Abstract:
Acute kidney injury (AKI), characterized by a sudden decline in kidney function involving tubular damage and epithelial cell death, can lead to progressive tissue fibrosis and chronic kidney disease due to interstitial fibroblast activation and tissue repair failures that lack direct treatments. After an AKI episode, surviving renal tubular cells undergo cycles of dedifferentiation, proliferation and redifferentiation while fibroblast activity increases and then declines to avoid an exaggerated extracellular matrix deposition. Appropriate tissue recovery versus pathogenic fibrotic progression depends on fine-tuning all these processes. Identifying endogenous factors able to affect any of them may offer new therapeutic opportunities to improve AKI outcomes. Galectin-8 (Gal-8) is an endogenous carbohydrate-binding protein that is secreted through an unconventional mechanism, binds to glycosylated proteins at the cell surface and modifies various cellular activities, including cell proliferation and survival against stress conditions. Here, using a mouse model of AKI induced by folic acid, we show that pre-treatment with Gal-8 protects against cell death, promotes epithelial cell redifferentiation and improves renal function. In addition, Gal-8 decreases fibroblast activation, resulting in less expression of fibrotic genes. Gal-8 added after AKI induction is also effective in maintaining renal function against damage, improving epithelial cell survival.
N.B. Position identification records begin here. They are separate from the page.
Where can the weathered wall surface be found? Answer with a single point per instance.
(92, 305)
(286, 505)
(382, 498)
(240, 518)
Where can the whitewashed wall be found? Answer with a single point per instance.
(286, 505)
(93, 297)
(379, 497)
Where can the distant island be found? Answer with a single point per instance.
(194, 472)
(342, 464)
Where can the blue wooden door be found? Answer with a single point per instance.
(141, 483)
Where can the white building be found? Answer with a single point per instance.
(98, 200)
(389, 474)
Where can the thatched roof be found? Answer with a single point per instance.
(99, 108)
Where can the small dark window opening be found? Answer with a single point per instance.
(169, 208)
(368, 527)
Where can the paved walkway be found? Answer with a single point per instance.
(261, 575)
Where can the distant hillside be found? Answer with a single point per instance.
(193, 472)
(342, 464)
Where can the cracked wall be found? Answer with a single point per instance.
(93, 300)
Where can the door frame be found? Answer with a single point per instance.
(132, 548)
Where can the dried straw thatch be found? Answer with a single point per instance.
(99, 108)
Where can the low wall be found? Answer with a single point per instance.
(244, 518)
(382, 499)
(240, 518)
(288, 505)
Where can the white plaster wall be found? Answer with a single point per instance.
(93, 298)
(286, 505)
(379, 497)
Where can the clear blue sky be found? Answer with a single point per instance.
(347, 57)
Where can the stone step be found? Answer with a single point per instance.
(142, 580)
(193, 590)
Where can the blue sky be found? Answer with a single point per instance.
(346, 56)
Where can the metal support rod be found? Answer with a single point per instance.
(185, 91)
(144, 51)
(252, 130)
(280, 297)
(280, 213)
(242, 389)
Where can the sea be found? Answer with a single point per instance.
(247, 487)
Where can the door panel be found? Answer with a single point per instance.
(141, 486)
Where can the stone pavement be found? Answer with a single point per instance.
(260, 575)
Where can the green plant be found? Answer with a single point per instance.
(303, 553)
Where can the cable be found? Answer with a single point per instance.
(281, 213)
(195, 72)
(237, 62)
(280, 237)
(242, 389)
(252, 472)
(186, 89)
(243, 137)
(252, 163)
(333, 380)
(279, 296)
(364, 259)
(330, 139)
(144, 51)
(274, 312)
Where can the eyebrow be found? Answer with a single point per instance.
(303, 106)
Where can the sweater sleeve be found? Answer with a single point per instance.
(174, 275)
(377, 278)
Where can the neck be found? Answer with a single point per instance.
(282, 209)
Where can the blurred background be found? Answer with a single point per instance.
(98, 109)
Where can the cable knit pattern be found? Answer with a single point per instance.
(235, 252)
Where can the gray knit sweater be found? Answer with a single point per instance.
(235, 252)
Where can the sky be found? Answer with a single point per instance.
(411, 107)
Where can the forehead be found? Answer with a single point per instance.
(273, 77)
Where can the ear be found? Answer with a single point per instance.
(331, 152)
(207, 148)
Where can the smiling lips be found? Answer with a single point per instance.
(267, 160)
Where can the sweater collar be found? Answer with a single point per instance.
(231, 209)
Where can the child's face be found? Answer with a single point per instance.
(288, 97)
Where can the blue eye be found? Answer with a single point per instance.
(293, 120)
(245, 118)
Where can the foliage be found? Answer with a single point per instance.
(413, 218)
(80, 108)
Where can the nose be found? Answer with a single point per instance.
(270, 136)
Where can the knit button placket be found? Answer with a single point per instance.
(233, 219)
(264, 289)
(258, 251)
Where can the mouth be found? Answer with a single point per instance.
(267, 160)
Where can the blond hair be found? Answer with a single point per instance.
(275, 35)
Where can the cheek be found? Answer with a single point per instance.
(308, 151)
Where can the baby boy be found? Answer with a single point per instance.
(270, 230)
The ability to protect kidneys from injury during both pre- and post-treatments, coupled with its anti-fibrotic effect, highlights Gal-8 as an endogenous factor to be considered in therapeutic strategies aimed at improving renal function and mitigating chronic pathogenic progression.
摘要:
急性肾损伤(AKI),以肾功能突然下降为特征,涉及肾小管损伤和上皮细胞死亡,由于间质成纤维细胞活化和缺乏直接治疗的组织修复失败,可导致进行性组织纤维化和慢性肾病。在AKI事件之后,存活的肾小管细胞经历去分化周期,增殖和再分化,而成纤维细胞活性增加,然后下降,以避免过度的细胞外基质沉积。适当的组织恢复与致病性纤维化进展取决于所有这些过程的微调。识别能够影响它们中的任何一个的内源性因素可能为改善AKI结果提供新的治疗机会。半乳糖凝集素-8(Gal-8)是一种内源性碳水化合物结合蛋白,通过非常规机制分泌,与细胞表面的糖基化蛋白质结合并修饰各种细胞活性,包括细胞增殖和在应激条件下的存活。这里,使用叶酸诱导的AKI小鼠模型,我们表明用Gal-8预处理可以防止细胞死亡,促进上皮细胞再分化,改善肾功能。此外,Gal-8减少成纤维细胞活化,导致纤维化基因表达减少。在AKI诱导后添加Gal-8也有效维持肾功能抵抗损伤,提高上皮细胞的存活率。在治疗前后保护肾脏免受损伤的能力,再加上它的抗纤维化作用,强调Gal-8是一种内源性因子,在旨在改善肾功能和缓解慢性致病进展的治疗策略中需要考虑。